In Economics in One Lesson, Henry Hazlitt brings the example of a government that builds a bridge of marginal value to provide employment. He points out that people who are not trained to see "beyond the immediate range of the physical eyes" will only see the bridge and the jobs created by its construction. They will not see that the funds diverted from the private sector to build the bridge could have been used to make things that people value more. They will not see the unmade cars, private houses, etc. and the jobs sacrificed in those industries. If voters cannot properly identify the secondary effects of an action, there is no guarantee that self-interested government bureaucrats will act in ways that improve upon the market outcome. The choice may be between market failure and government failure, and it is not at all clear that an imperfect government is better than an imperfect market. 

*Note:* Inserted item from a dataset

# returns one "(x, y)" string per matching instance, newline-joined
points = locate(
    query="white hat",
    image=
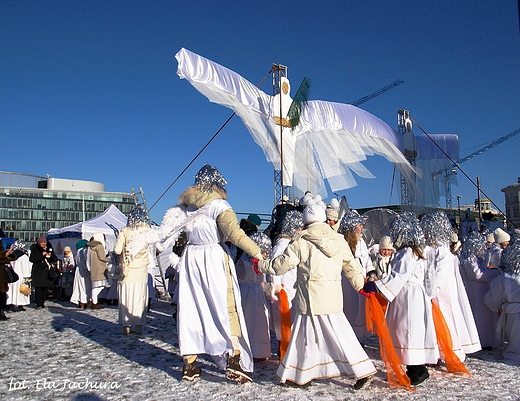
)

Imagine someone grieving the loss of an elderly parent to covid. I can envision news outlets and social media posts holding the CDC responsible for vaccinating a college student with no underlying health conditions instead of the deceased. How easy would it be for a government bureaucrat to convince people that vaccinating the college student saved lives? How easy would it be to divert attention from the specific person who died to the abstract elderly people who were spared because they did not contract the virus? Such considerations can lead self-interested government bureaucrats to allocate the vaccine in sub-optimal ways, as it seems they have. As Cochrane remarks, 

"The government is basically not even thinking about the prime market failure -- the externality that if I get it I might give it to you.  In doing that it is mostly just achieving an income transfer to favored groups." 

It is not at all clear that this sub-optimal government allocation of vaccines is any worse than the sub-optimal allocation that would have been achieved under a private market. And this risk carries over to every government intervention. It is important to remember that.